A slug round operates on the minnie ball principle and will have the rifling marks.
Uhhh... All bullets drop with the same acceleration (9.8m/s^2). In fact, neglecting air resistance, if you fired a bullet horizontally and dropped another simultaneously, they would hit the ground at the same time. If your rifle is about 4’10” off the ground and horizontal (1.5 meters), ANY bullet you fire will hit the ground about .55s after it is fired (once again neglecting air resistance, sloped ground, etc.). The primary difference in their ballistic performance, aside from air resistance, is the horizontal speed (which determines how far they get in that .55s).
Now, obviously, we can’t ignore air resistance. But when you consider that (just doing the math) a muzzle-loader with a muzzle velocity of about 420 m/s held at 45 degrees from horizontal has a theoretical maximum range of ~57,500 ft (or 10.8 miles), even if we divide that distance by 4 or 5 to account for air resistance, we can still get 1.5 miles pretty easily...
Yes, who could forget that!
(At least I know what the battle of Adobe Walls was, where and who.)
I found myself wondering if a jilted teenage “suitor” had been riding along...got out...shot her...and walked away.
The suspicious mind does wander...
=8-|
Mile and a half?
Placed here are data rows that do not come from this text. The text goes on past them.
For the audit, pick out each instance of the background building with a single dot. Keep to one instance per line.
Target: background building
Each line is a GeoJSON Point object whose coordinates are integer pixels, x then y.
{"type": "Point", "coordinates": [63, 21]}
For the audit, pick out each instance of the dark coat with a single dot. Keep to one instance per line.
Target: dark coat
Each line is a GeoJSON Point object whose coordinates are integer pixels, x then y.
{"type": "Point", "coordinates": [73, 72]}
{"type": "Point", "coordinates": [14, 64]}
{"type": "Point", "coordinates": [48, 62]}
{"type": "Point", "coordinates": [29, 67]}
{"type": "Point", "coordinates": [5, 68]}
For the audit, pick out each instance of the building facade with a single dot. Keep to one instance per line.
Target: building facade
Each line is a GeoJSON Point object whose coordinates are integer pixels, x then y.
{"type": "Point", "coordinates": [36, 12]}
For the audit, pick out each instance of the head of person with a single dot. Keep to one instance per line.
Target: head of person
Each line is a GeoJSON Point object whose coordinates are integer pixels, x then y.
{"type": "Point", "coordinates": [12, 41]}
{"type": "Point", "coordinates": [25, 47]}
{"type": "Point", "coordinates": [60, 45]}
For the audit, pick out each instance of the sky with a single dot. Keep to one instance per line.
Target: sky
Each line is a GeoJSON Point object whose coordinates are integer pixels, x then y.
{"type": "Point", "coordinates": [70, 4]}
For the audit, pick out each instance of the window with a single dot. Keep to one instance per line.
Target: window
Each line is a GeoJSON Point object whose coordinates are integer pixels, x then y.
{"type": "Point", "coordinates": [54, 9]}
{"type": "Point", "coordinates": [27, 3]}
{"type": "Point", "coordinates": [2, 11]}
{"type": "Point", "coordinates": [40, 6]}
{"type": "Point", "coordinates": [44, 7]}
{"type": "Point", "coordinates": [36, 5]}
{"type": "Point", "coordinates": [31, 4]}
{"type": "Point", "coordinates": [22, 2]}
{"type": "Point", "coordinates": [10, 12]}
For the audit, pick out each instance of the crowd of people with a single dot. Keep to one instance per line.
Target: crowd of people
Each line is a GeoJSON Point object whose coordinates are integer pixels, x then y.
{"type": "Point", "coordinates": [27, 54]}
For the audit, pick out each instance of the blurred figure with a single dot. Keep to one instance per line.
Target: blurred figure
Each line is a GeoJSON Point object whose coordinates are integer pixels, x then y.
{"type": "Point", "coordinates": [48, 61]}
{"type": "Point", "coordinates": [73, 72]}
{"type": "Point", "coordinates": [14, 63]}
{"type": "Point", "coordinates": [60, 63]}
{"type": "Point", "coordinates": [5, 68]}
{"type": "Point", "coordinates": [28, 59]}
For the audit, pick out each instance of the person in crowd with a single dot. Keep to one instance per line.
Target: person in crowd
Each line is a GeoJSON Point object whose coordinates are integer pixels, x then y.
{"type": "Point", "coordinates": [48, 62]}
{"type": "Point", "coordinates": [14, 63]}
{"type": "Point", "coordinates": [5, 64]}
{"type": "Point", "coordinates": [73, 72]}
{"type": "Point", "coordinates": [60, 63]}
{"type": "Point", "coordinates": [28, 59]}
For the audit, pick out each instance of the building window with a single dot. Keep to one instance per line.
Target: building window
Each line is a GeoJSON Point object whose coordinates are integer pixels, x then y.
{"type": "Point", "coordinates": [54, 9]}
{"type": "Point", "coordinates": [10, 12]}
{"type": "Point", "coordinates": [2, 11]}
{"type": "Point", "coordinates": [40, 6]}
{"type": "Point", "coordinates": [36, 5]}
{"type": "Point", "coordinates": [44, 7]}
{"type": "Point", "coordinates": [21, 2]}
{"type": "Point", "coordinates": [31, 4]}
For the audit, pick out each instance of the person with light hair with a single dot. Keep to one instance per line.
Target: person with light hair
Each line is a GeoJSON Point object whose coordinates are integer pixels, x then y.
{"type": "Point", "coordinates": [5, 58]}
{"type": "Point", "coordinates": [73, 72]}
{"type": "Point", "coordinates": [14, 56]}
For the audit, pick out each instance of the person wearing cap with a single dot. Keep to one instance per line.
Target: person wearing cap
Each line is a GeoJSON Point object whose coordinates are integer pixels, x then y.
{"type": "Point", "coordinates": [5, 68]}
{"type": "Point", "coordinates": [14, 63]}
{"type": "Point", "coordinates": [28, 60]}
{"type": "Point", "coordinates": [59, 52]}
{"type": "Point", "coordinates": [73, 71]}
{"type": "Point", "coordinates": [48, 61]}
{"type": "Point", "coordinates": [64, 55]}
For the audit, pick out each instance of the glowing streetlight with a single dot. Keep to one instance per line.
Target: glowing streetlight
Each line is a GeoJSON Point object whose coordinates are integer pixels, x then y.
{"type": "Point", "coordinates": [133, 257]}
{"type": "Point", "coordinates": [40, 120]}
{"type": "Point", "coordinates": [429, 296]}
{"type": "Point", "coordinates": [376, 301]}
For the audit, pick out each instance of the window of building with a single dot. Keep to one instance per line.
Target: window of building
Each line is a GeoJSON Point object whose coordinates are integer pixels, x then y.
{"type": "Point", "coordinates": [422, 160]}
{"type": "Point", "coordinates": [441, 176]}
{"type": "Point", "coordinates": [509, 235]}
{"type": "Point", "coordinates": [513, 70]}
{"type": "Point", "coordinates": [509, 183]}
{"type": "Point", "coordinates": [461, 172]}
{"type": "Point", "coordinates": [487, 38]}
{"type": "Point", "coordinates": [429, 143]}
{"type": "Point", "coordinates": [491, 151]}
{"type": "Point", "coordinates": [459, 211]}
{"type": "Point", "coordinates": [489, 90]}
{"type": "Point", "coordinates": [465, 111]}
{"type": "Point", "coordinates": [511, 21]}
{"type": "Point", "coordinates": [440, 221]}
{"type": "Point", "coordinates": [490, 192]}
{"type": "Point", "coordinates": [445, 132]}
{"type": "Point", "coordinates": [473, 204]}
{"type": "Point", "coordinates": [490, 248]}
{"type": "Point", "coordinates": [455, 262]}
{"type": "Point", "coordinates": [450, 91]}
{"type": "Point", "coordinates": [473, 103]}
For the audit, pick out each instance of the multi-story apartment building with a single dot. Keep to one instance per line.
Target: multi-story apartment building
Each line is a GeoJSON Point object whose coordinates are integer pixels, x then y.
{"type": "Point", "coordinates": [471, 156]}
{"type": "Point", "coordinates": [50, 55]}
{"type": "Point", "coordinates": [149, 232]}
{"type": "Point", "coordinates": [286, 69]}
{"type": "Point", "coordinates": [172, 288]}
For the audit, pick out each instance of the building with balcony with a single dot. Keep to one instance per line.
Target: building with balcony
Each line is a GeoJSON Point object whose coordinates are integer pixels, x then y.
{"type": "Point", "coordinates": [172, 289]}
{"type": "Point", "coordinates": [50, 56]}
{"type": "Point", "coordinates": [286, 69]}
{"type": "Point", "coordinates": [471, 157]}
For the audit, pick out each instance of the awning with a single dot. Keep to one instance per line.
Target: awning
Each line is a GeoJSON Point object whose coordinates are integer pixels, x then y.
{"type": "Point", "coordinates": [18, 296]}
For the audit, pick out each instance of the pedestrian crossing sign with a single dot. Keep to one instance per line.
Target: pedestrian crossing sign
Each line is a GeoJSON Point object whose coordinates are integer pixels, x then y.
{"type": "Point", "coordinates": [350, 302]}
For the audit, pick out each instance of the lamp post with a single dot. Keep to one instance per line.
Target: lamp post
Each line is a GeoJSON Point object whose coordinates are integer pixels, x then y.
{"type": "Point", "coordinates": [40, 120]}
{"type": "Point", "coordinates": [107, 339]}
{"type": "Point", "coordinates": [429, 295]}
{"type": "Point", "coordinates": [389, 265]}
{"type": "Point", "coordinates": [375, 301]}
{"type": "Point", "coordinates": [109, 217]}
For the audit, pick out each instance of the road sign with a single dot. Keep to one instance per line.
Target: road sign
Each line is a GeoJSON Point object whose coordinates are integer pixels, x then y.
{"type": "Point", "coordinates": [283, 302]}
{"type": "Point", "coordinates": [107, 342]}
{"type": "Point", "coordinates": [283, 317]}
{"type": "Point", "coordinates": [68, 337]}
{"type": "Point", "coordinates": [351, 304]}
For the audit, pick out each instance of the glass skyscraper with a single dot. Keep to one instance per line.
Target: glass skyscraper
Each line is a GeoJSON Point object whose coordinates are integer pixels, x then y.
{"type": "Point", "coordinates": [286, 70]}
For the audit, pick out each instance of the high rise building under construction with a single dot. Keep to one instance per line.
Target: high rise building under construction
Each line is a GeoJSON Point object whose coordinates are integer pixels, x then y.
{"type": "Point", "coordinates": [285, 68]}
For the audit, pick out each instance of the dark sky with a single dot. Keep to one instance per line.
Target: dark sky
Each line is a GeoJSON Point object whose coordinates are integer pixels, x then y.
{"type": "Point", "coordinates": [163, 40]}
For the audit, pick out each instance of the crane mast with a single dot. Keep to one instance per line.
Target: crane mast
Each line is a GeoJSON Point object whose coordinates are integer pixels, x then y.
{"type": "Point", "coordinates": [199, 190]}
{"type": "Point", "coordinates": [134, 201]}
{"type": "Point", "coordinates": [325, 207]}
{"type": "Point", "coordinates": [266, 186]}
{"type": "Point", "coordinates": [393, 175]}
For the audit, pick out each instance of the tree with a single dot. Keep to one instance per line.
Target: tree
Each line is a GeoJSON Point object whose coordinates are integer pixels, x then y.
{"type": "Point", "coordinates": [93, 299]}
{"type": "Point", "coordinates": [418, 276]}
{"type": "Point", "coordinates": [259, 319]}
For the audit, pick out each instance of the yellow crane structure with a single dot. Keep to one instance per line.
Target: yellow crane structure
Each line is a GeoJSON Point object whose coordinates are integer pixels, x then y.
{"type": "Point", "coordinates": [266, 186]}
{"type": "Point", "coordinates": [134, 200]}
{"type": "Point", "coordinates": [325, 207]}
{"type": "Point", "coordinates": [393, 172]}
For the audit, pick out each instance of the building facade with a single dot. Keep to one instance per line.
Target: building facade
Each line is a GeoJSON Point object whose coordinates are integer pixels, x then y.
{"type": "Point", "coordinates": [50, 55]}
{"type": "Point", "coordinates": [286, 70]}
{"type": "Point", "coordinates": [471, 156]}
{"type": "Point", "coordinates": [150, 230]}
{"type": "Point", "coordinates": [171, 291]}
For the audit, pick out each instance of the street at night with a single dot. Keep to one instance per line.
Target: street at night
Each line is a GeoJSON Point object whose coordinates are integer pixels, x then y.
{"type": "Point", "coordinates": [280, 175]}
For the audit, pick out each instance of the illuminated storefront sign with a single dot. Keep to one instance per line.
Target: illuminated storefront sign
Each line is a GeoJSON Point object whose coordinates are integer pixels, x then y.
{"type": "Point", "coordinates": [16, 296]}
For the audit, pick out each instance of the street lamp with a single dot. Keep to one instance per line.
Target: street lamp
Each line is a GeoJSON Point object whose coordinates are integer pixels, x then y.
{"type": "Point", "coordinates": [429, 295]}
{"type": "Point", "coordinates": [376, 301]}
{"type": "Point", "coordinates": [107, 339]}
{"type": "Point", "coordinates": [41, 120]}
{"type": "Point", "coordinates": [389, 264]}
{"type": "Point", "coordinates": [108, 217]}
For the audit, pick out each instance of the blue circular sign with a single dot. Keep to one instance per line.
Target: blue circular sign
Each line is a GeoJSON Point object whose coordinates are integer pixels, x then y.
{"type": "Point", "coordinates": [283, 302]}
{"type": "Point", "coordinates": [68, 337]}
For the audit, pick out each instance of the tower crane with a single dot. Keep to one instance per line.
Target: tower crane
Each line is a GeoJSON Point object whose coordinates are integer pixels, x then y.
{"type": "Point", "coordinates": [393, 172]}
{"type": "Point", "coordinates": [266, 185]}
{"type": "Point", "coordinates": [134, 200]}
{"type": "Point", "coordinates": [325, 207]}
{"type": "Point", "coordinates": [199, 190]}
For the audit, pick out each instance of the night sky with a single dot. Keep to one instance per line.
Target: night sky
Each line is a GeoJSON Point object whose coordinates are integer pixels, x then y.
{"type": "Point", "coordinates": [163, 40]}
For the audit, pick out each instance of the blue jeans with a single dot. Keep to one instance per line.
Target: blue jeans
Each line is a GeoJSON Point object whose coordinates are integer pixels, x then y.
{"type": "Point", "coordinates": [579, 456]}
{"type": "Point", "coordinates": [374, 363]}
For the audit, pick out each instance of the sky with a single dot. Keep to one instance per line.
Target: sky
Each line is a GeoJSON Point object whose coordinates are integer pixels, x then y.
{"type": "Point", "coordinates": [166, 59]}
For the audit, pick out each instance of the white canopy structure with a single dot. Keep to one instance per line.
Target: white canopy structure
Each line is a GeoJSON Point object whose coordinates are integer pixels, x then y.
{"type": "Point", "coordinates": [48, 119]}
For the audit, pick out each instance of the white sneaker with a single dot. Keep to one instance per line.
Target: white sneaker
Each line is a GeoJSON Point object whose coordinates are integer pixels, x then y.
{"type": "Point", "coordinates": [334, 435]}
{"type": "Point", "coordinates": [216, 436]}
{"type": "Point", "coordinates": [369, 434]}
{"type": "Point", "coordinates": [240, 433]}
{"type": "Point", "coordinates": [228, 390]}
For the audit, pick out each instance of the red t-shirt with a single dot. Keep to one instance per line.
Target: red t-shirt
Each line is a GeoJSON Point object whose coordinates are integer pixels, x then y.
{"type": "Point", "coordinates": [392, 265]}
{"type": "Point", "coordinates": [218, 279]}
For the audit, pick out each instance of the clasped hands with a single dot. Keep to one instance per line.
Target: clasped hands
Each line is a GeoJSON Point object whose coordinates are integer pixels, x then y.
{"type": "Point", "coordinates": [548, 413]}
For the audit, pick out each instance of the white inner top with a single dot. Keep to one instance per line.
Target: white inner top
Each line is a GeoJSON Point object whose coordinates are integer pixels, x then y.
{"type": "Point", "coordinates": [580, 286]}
Sorry...do not believe this....manslaughter or negligible homicide or something similar should be what happens.
This is a patch puller not a ball puller.
And as someone who has shot firearms all my life, I am telling you that CSI is BULLSH*T if they portray "bullet-matching" techniques as applicable to muzzle-loading arms. It is hard enough to get a bullet fragment from a rifle to match the barrel; usually the only recourse is neutron activation or other mass spectrographic technique.
Furthermore: I doubt most people on FR even realize that black powder arms ARE NOT FIREARMS, at least by the FedGov's definition.
Only people who shoot black powder firearms.
The gun MUST be fired before the bore can be cleaned...a messy operation.
NRA did a much more exhaustive study during WWII. Bullets fired straight up,, something like 80% tumble and fall presenting very little hazard. The other 20% maintain their spin and return to earth base first,, still spinning,, and are deadly.
And anything fired from around 45 degrees angle,, returns to earth at etreme range, very close to muzzle velocity.
The worm is used for cleaning - and retrieving lost patches - not for bullet pulling.
Here is the screw.
http://www.midwayusa.com/product/115714/cva-black-powder-bullet-puller-50-caliber
I once saw an article in a gun magazine on maximum range of bullets. The only one I remember was the .22LR would not quite make a mile despite the warnings on the box, also that most pistol bullets had a very short maximum range.
I am pretty sure tho that some of the big heavy lead bullets had a surprisingly long range. I don’t doubt that the story is correct. A lot of things affect range such as wind direction and speed.